За закрытой дверью-15

Печь никак не растапливается, дым вместо трубы на улицу идет упорно в дом. Глаза слезятся, кашляю, выбиваюсь из сил, ложусь лицом на пол. Все. Не хочу ничего. Что-то касается согнутых рук, приподнимаю голову, вижу сапоги. Ее. Обхватываю их. Не отпущу! Они не исчезают, они живые. Встаю, обнимаю изо всех сил, пытаюсь втиснуть ее в себя так, чтобы она навсегда осталась во мне, целую бесконечно долго теплые мягкие губы, поднимаю на руки, кладу ее на топчан, рву пуговицы кофты, глажу ноги, живот, грудь. Таня снова со мной.

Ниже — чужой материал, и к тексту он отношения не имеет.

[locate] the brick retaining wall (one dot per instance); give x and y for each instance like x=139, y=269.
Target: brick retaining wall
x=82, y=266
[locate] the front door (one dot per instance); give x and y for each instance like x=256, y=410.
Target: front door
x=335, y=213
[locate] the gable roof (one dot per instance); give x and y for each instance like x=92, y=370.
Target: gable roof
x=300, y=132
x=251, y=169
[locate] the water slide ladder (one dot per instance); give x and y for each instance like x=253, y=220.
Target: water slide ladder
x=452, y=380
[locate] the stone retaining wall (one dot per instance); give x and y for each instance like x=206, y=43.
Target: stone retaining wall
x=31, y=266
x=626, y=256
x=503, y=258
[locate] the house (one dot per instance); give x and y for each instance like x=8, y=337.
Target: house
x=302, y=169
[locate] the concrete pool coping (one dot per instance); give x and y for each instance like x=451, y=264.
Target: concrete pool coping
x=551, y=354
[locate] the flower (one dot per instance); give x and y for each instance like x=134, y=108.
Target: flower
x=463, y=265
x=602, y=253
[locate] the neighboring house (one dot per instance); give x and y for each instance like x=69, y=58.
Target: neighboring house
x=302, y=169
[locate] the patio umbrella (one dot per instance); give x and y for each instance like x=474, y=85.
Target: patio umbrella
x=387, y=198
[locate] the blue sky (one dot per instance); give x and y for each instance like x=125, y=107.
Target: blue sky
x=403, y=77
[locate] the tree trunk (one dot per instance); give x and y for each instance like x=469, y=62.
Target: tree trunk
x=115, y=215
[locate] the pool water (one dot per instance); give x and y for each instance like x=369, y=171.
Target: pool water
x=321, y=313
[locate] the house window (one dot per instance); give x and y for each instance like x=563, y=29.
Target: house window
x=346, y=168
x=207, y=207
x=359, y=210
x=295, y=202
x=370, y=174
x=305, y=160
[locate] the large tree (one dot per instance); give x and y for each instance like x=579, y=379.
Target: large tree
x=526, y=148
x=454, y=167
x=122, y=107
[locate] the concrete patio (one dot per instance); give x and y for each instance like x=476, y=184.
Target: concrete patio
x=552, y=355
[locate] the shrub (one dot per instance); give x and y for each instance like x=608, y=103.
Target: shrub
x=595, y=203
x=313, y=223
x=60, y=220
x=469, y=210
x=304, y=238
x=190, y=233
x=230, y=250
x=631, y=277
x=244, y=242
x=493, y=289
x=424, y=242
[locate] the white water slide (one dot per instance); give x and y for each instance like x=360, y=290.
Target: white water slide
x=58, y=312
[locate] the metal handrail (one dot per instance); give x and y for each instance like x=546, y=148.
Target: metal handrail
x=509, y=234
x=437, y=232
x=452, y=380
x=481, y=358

    Поселок пустеет с каждым днем, среди оставшихся ежедневно и масштабно разыгрывается игра  "Купи у меня дом". Правила совсем простые: заходит мужик к ближайшему из оставшихся соседей и говорит: «Купи у меня дом».  Договариваются, не торгуясь, цена известна независимо от того, какой это дом. Сначала он стоил бутылку водки, а когда магазин закрылся, цена упала до бутылки самогона. Все понимают, что это игра. Что это просто тоска по своему дому, который каждый строил своими руками, в котором родное каждое бревнышко, каждая доска и каждый гвоздь. И что он через день-два будет брошен. Полотенце на траве, на нем два стакана, огурцы, помидоры, лук, хлеб, соль, вот и весь натюрморт. Выпивают, отламывают хлеба, обмакивают в соль, молча хрустят луком, потом достают сигареты, думают об одном.
- Конец.
- Строили не дом, строили судьбу. Думали пустить корни, мечтали, что в построенном доме после них будет жить сын, потом внук, всегда эти стены будут дышать теплом родных...
- Сваи у меня из лиственницы, века стоять будут...
- В третьем венце торцевое бревно никак плотно не ложилось, другое взял...
- Пол двойной настелил, нижний слой тоже проолифил...
-Кровлю лет через пятнадцать все-таки придется сменить...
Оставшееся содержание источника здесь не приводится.